Jones Bros Buffalo Ranch Wild West Show, and its successor Kit Carson Buffalo Ranch Wild West Show, was formed from the old Cole Bros. World Toured Shows (1906–1909), owned by Martin Downs. Cole Bros.'s World Tour shows were not associated with the current Cole Bros. Circus or Clyde Beatty Cole Bros. except by name.

==Formation==
Shortly after the 1909 season, Martin Downs was kicked by a horse, and later died. His show was put on the auction block in early 1910 by Fiss, Doer, and Carroll, New York horse dealers. The Billboard reported that 47 circus men attended the sale, all major shows being represented with the exception of Gollmar Bros. Circus.
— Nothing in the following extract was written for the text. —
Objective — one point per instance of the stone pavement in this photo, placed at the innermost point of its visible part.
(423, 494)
The largest buyer was J. Augustus Jones, who got a ticket wagon, calliope, bandwagons, chariots, cages, three tableaux, railroad cars, and baggage stock. Other buyers were 101 Ranch, Ringling, Josie DeMott, Bartell Animal Co., Danny Robinson, Frank A. Robbins, Fred Buchanan, Andrew Downie, and Al F. Wheeler etc. W. E. Franklin, and Walter L. Main, but didn't buy anything.

In 1910, J. Augustus Jones operated the Jones Bros. Buffalo Ranch Wild West Show, a 14 car railroad show that traveled on 1 advance, 3 stock, 6 flats, and 4 coaches.
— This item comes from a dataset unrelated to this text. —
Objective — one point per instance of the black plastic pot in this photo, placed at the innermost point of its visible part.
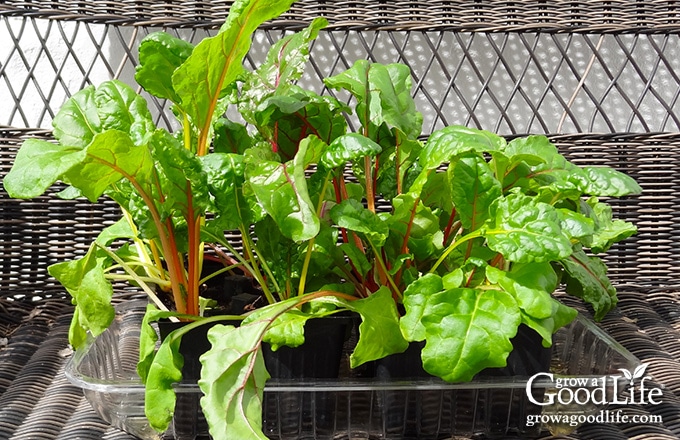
(436, 414)
(188, 422)
(290, 414)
After just one season, Jones decided to sell his show. On December 10, 1910, the Billboard reported that Thomas Wiedemann had purchased from Jones at Pulaski, Tennessee, on November 12, some 29 horses, cars, wagons, etc., and these were shipped to Wiedemann's quarters at Harrisburg, Illinois. On January 7, 1911, the Billboard further reported that Jones had now sold all of his show except two sleepers, the equipment having been purchased by Downie & Wheeler, Masterson Shows, and Thomas Wiedemann.

In 1911, Wiedemann used this equipment to start a Wild West Show called "Kit Carson Buffalo Ranch Wild West Show". This was actually a combination circus and Wild West show, and the performance was presented in a tent rather than the usual canvas canopy and open-air arena type performance used by most Wild West shows. The Kit Carson show had many circus-type acts. For 1911 one train inventory shows a total of 12 cars, 1 advance, 3 stocks, 5 flats, and 3 coaches. Another shows 14 cars, 1 advance, 3 stocks, 6 flats, and 4 coaches. (Both may be right, as it's possible the show enlarged entour.)

In 1912 the Kit Carson show was on 17 cars, 1 advance car, 5 stocks, 5 coaches, and 6 flats. After the 1913 season the show didn't go back to Harrisburg, Ill. quarters but wintered in Birmingham, Alabama, and opened the 1914 season in the South.

==Closure==
The Kit Carson show had the reputation of being a rough-and-tumble grift outfit, with plenty of "hey rubes" fights when the grifters were working. Some sources say that the strong grift was what finally closed the show. On Friday, October 23, 1914, at Harlan, Kentucky, the show was shot out of town by irate locals, and the next day, the show halted at Barboursville, Kentucky. Creditors had stepped into the picture, closed the show, and had a flyer shipped to the U.S. Printing & Litho. Co. plant at Cincinnati, Ohio, where it was advertised for auction. The stock was sold in December 1911, and March 20, 1915, was the time set for the sale of other properties at Cincinnati, except 5 cars and 12 wagons that were still stored at Harrisburg, but these were to be sold by description at the auction.

The Kit Carson property at the sale went for very low prices. The Billboard states that the Dodson Carnival got the calliope (which may have been the instrument only) pole wagon, stagecoach, 4 baggage wagons, blacksmith wagon, two tableaux, 1 stringer wagon, and a bandwagon. J. A. Jones, Harry Hill (Wild West), and Rice & Dore got other equipment. The report also goes on to say that "outsiders" got among other things, the ticket wagon, and one tableaux wagon.